The Wilson score interval and weighted histograms

The Wilson Score interval (WSI) has won the LHCb internal challenge for the most suitable interval for efficiencies. The question is what to do when events are weighted was left open at the time. It is addressed here, the WSI can be used also with weighted histograms if ordinary counts in unweighted histograms are replaced with effective counts in weighted histograms.

import numpy as np
import boost_histogram as bh
from matplotlib import pyplot as plt

The Wilson score interval is given by, see e.g. https://en.wikipedia.org/wiki/Binomial_proportion_confidence_interval: \[ p_\text{min} = \frac{n_S + \frac 12 z^2}{n_S + n_F + z^2} - \frac{z}{n_S + n_F + z^2} \sqrt{\frac{n_S n_F}{n_S + n_F} + \frac{z^2}{4}} \] \[ p_\text{max} = \frac{n_S + \frac 12 z^2}{n_S + n_F + z^2} + \frac{z}{n_S + n_F + z^2} \sqrt{\frac{n_S n_F}{n_S + n_F} + \frac{z^2}{4}} \] with \(n_S\) counts of selected events, \(n_F\) counts of rejected events, \(z\) number of sigmas (\(z = 1\) for standard intervals).

In case of weighted events, the \(n_S,n_F\) are the effective counts, computed as \[ n_\text{effective} = \frac{\big(\sum_i w_i\big)^2}{\sum_i w^2_i}. \]
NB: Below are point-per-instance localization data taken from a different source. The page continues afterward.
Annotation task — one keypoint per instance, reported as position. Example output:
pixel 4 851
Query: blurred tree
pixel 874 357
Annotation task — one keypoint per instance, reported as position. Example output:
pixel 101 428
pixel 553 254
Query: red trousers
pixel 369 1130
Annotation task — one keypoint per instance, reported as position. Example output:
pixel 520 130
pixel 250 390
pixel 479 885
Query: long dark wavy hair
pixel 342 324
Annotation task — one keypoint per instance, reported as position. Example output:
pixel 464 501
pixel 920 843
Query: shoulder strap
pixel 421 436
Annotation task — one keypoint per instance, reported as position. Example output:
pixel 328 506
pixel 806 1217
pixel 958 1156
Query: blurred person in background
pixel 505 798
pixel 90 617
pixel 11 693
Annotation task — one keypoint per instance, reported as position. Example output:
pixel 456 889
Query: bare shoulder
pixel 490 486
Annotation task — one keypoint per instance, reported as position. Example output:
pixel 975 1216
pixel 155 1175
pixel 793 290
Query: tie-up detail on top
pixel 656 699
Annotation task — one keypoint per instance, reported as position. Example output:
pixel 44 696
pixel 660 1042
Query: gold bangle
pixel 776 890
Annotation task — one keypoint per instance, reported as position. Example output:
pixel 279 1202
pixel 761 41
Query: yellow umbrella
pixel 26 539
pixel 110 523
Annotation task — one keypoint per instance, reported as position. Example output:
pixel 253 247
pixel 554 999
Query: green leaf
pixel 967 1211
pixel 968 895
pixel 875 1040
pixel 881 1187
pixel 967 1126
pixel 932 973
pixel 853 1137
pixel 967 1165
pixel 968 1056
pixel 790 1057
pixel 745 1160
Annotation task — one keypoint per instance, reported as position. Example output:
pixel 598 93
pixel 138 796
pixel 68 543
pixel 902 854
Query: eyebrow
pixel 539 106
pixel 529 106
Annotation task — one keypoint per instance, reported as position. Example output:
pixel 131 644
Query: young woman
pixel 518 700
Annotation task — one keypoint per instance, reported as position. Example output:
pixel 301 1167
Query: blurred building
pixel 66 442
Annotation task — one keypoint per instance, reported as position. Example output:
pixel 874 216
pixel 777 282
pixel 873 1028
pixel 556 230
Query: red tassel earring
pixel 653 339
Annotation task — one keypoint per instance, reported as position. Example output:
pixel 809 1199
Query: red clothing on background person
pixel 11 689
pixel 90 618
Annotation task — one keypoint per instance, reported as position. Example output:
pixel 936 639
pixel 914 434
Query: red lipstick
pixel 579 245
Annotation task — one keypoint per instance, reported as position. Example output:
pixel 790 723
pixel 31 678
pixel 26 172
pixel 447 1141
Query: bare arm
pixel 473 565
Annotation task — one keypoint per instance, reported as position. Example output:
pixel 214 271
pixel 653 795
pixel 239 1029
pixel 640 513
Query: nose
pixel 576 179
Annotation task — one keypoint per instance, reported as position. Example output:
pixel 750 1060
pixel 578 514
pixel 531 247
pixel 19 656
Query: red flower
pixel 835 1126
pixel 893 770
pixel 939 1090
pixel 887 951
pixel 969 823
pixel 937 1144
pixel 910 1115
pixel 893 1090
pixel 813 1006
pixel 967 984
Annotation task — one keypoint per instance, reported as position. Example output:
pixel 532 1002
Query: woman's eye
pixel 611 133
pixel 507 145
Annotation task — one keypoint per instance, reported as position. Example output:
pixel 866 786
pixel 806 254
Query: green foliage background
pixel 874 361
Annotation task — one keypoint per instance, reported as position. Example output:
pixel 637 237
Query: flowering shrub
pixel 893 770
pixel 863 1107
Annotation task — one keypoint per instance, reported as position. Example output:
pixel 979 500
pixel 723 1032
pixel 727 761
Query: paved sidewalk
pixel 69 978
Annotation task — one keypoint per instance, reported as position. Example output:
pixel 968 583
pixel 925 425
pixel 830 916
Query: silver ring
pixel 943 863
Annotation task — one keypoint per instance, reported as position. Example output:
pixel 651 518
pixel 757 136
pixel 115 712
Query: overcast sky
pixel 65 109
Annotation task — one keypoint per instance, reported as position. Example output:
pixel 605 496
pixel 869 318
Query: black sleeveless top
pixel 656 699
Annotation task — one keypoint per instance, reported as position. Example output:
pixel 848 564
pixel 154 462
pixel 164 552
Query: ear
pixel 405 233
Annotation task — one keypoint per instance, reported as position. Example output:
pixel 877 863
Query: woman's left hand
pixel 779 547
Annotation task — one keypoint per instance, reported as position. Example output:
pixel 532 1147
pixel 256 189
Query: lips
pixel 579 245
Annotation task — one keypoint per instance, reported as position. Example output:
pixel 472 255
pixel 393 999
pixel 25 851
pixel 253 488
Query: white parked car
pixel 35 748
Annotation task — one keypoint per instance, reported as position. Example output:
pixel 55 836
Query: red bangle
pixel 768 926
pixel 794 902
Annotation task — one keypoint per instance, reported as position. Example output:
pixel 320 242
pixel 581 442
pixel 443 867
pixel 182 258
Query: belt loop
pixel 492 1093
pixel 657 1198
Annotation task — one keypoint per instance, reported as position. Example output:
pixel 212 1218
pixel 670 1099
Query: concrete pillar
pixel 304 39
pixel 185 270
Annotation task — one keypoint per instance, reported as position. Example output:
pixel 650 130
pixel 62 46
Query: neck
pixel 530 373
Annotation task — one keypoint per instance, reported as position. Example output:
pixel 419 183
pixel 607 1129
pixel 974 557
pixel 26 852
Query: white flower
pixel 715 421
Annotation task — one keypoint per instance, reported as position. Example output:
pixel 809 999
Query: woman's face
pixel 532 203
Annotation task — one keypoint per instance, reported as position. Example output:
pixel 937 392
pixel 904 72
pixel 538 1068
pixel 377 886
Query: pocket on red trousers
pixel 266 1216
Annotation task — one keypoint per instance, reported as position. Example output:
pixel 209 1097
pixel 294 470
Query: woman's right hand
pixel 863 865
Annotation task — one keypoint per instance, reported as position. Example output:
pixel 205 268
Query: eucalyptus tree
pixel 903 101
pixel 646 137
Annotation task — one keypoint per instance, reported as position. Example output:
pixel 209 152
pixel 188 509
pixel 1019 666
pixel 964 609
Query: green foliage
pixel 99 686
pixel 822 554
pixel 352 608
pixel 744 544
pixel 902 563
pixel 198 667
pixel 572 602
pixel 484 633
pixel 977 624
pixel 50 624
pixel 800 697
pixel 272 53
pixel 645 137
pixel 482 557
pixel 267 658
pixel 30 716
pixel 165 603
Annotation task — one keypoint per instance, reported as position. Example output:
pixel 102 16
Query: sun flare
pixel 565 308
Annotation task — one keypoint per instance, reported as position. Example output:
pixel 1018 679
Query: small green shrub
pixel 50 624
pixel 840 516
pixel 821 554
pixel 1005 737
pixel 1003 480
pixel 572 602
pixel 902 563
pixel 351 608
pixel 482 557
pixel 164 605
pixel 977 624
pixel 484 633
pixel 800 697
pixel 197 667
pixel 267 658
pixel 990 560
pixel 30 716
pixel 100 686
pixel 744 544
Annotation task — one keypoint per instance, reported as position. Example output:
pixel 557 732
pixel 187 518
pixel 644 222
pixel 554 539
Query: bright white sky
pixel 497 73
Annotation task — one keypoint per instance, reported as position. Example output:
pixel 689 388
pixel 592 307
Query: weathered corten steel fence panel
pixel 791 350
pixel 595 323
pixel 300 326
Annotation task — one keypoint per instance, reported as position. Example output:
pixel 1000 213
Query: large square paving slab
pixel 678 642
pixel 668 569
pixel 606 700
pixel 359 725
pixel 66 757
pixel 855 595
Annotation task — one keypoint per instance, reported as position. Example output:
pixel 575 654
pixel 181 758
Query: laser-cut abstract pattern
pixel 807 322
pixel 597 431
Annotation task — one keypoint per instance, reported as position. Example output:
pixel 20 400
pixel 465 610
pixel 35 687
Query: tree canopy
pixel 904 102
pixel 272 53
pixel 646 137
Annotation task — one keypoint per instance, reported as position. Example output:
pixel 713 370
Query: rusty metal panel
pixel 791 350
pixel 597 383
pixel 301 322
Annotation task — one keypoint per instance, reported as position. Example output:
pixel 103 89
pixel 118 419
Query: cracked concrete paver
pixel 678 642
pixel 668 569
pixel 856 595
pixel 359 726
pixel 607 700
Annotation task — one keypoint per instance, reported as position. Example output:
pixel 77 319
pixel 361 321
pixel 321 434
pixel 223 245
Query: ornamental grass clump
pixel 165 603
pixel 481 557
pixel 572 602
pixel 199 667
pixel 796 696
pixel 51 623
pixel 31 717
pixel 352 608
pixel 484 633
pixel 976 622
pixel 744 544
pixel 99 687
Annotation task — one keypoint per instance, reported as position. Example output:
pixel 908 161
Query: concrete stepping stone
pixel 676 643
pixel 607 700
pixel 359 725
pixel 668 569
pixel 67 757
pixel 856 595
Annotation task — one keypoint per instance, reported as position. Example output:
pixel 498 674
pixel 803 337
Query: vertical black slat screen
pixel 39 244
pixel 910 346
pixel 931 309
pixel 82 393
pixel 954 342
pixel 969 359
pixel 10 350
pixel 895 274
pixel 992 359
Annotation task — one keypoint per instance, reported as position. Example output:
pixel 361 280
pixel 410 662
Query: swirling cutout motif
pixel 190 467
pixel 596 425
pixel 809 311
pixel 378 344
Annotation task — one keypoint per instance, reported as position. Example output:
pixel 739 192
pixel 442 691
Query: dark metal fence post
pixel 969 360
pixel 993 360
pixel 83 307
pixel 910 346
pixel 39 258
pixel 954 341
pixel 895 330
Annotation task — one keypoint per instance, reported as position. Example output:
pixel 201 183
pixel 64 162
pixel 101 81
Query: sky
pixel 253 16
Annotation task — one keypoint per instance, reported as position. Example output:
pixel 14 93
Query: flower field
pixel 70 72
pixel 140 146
def wilson_score_interval(n_s, n_f, z=1):
    n = n_s + n_f
    z2 = z * z
    center = (n_s + 0.5 * z2) / (n + z2)
    delta = z / (n + z2) * np.sqrt(n_s * n_f / n + 0.25 * z2)
    return center - delta, center + delta

In boost-histogram, this is computed as n_eff = h.values() ** 2 / h.variances() for a histogram h with WeightedSum storage. Since we look into a single bin here, we skip the histogram and just use the WeightedSum() accumulator directly, which is one element of the storage.

p_truth = 0.1

rng = np.random.default_rng(1)

w_s = bh.accumulators.WeightedSum()
w_f = bh.accumulators.WeightedSum()

w = rng.exponential(10, size=100)
m = rng.uniform(size=len(w)) < p_truth

w_s.fill(w[m]), w_f.fill(w[~m])

(WeightedSum(value=29.7824, variance=357.384),
 WeightedSum(value=1008.21, variance=25830.4))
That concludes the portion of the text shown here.